Even within the included domains, the OMOP CDM has many data elements that MENDS-on-FHIR does not use. For example, the OMOP Drug_Exposure table includes data on patient-informed medications, which could be used to create FHIR MedicationStatement resources. Another opportunity for future expansion is immunization records. FHIR specifies immunization data coded in the CVX CodeSystem, but OMOP allows immunizations to also be coded using the RxNorm CodeSystem. The current Immunization Whistle transformation template only includes CVX records. Mapping RxNORM immunization records into CVX is possible with the existing OMOP Concept_Relationship table but was not done with the current immunization transformation template.
5. CONCLUSION
The MENDS-on-FHIR pipeline makes two related but distinct contributions:
Replacing an institution-specific custom CSV-based data import with US Core IG compliant FHIR resources and Bulk FHIR data access demonstrates the viability of using existing FHIR standards to support a national chronic disease public health surveillance use case. Observed timings suggest Bulk FHIR extracts may not consume significant FHIR server resources.

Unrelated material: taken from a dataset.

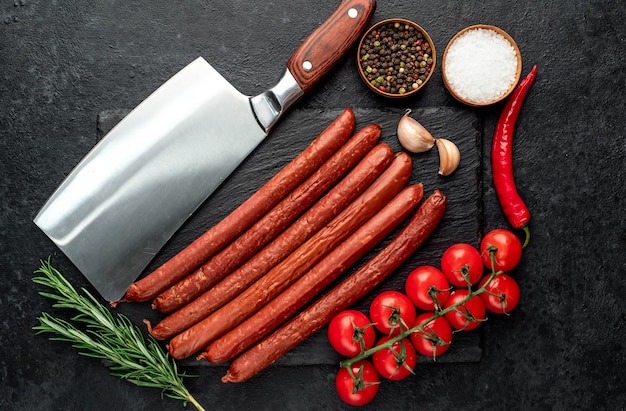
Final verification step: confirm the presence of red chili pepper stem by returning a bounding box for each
[491,65,537,248]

Transforming the OMOP research data warehouse into US Core IG compliant FHIR resources expands standards-based data access methods to research data.

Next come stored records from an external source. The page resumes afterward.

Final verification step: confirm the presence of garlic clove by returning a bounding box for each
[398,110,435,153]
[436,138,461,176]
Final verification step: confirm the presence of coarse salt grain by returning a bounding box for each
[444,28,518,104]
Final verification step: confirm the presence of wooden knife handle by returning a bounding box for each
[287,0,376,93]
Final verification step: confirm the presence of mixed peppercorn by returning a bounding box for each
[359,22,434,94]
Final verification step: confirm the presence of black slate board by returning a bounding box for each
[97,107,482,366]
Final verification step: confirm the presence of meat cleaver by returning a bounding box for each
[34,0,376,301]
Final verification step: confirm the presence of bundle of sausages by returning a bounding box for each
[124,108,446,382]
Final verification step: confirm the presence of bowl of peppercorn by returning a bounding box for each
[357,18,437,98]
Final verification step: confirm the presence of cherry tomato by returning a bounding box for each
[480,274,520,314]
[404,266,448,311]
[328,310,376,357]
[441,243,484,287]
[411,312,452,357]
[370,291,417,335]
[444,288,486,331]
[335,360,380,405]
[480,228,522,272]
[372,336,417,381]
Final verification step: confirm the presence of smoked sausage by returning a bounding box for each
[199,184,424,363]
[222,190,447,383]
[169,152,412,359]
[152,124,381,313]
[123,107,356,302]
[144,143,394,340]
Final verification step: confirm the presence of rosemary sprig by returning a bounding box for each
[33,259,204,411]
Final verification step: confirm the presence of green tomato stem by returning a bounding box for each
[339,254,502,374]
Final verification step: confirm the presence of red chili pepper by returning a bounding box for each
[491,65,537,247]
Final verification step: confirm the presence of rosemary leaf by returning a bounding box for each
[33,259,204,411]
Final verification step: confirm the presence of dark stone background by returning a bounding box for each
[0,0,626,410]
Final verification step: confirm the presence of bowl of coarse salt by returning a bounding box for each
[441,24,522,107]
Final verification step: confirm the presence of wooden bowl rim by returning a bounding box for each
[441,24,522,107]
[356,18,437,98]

Both contributions add to the growing landscape of interoperable data exchange using FHIR-based standards. Using Bulk FHIR as a standards-based data source for population-level surveillance could greatly expand the reach of public health use cases as certified EHR systems meet the 21st Century Cures Act requirements. Linking a FHIR-based interface to an EHR could also improve data timeliness.
The OHDSI community has established practices that enable data sharing across OMOP sites using OMOP-specific tools. Enabling access to OMOP data via FHIR resources expands data access options for OMOP data use in broader settings. For example, tools for executing and visualizing population-specific clinical quality measures using FHIR resources is an area of active development that could leverage OMOP data via a Bulk FHIR interface. Given the high level of innovation and commercial activities using FHIR-based data access, providing FHIR access to OMOP data increases an institution’s return-on-investment in implementing and maintaining this international RDW data asset.
6. ACKNOWLEDGMENTS
The authors acknowledge the contribution of the MENDS partner sites and project team that participated in the creation of the MENDS data network (https://chronicdisease.org/page/MENDSinfo/).

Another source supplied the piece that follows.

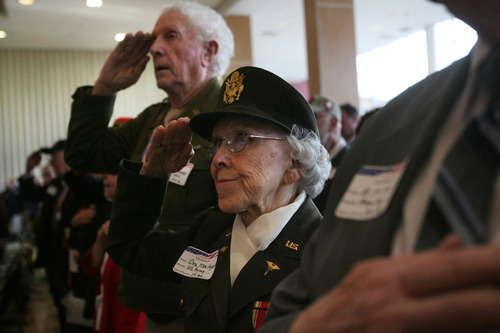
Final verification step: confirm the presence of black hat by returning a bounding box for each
[190,67,318,139]
[40,140,66,154]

The authors also acknowledge the open-source contribution by the Google Healthcare Data Harmonization proof of concept project [35], which created the Whistle transformation engine and example templates.
HL7® and FHIR® are the registered trademarks of Health Level Seven International and use of these trademarks does not constitute an endorsement by HL7.
10. FUNDING
The “Improving Chronic Disease Surveillance and Management Through the Use of Electronic Health Records/Health Information Systems” project is supported by the Centers for Disease Control and Prevention (CDC) of the U.S. Department of Health and Human Services (HHS) as part of a financial assistance award totaling $2,500,000 with 100 percent funded by CDC/HHS. Disclaimer: The contents are those of the authors and do not necessarily represent the official views of, nor an endorsement, by CDC/HHS, or the U.S. Government.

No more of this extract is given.